REPUBLIKA.CO.ID, JAKARTA -- Keragaman baik ras, etnis, agama yang dimiliki bangsa Indonesia mulai terusik dengan gejala bangkitnya primordialisme dan politik identitas yang semakin meruncing. Untuk itu, penting bagi masyarakat Indonesia untuk mengingat dan menguatkan kembali semangat persaudaraan, kebangsaan, dalam perbedaan yang dimiliki bangsa ini.
Anggota Komisi I DPR RI, Mayjen TNI (purn) Supiadin Aries Saputra mengatakan perbedaan dalam kehidupan di Indonesia ini adalah sebuah keniscayaan dan sungguh sangat luar biasa dan tidak boleh diingkari. Perbedaan yang dimiliki bangsa Indonesia ini melebihi perbedaan yang ada di negara-negara lain di belahan dunia ini.
“Sekarang bagaimana caranya supaya perbedaan itu menjadi kekuatan.
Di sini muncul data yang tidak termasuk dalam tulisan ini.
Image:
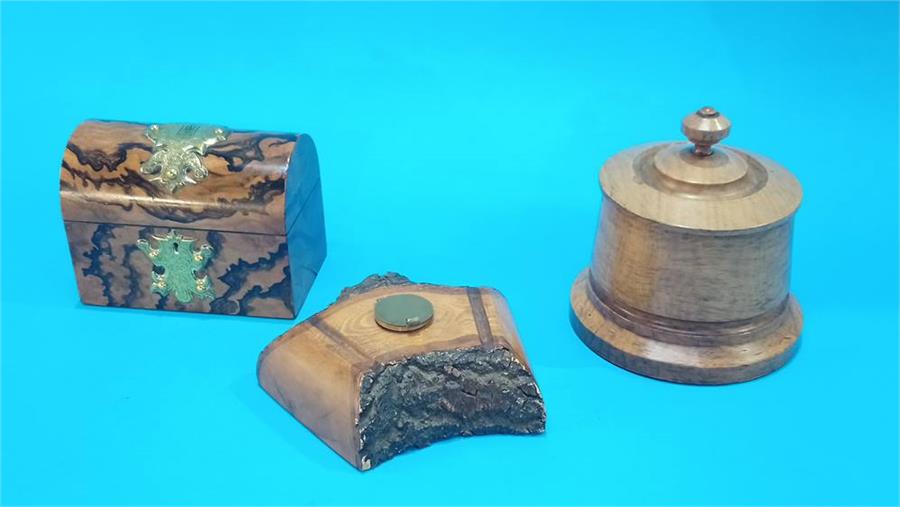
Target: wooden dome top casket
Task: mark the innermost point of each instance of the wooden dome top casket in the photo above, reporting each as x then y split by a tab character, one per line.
689	280
192	217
Kalau dia sudah menjadi kekuatan dan kebersamaan, maka dia akan menjadi sebuah persaudaraan. Kuncinya sederhana, bagaimana kita membangun persaudaraan dari sebuah perbedaan,” ujar Mayjen TNI (Purn) Supiadin Aries Saputra di sela-sela pembukaan acara Rapat Koordinasi Pembentukan Kelompok Kerja Pandamping Sasarn Deradikalisasi wilayah DKI Jakarta, Jawa Barat, Banten, dan Lampung yang digelar oleh BNPT di Jakarta, Rabu (13/3).
Lebih lanjut mantan Asops Panglima TNI ini mengatakan, cara bangsa Indonesia untuk dapat menyikapi perbedaan agar kita semua bisa menjadi bersaudara yakni dengan mengambil nilai-nilai positif dari sebuah perbedaan dengan mengesampingkan hal-hal negatif dalam sebuah perbedaan atau mengesampingkan kelemahan kelemahan dalam perbedaan yang bisa menimbulkan perpecahan
“Kelemahan dalam perbedaan itu harus kita hindari, jangan itu diangkat, tapi yang diangkat adalah tentang kebersamaan dalam perbedaan itu. Karena begitu kita memulai mengangkat kelemahan dalam perbedaan, maka di situlah awal dari sebuah disintegrasi atau perpecahan. Untuk itu ambil hal-hal yang positif dalam sebuah perbedaan,” kata alumni Akmil tahun 1975 ini.
Dirinya mengatakan bahwa selama ini masyarakat seolah-olah seperti lupa dengan apa yang diperbuat para pendahulu bangsa yang mana terdiri dari berbagai suku, agama, ras bisa bersemangat untuk menyatukan bangsa ini di tengah-tengah perbedaan yang ada. Hal ini tentunya juga dipengaruhi oleh kultur maupun pengaruh keteladanan dari pimpinannya.
“Orang itu tentunya juga melihat bagaimana pemimpinnya menyikapi perbedaan ini, kadang mereka melihat ‘oh kok dia selalu menghina orang’. Nah ini yang kadang ditiru orang. Biasanya orang itu cenderung mudah meniru hal yang tidak baik, karena untuk meniru yang baik itu sulit sekali dan perlu waktu,” ujarnya.
Oleh karena itu menurutnya, faktor-faktor yang bisa menimbulkan perpecahan dalam perbedaan seperti saling menghina dan sebagainya ini harus dihindari. Selain itu teladan kepemimpinan dari tokoh-tokoh masyarakat juga harus diperhatikan dengan seksama
“Tokoh-tokoh seperti ulama, tokoh masyarakat itu harus menjadi teladan dalam membangun kebersamaan dalam perbedaan. Jangan sampai justru tokoh-tokoh di masyarakat ini menjadi ‘kompor kompor’ untuk memecah dalam sebuah perbedaan,” kata mantan Pangdam Iskandar Muda dan Pangdam IX/Udayana ini.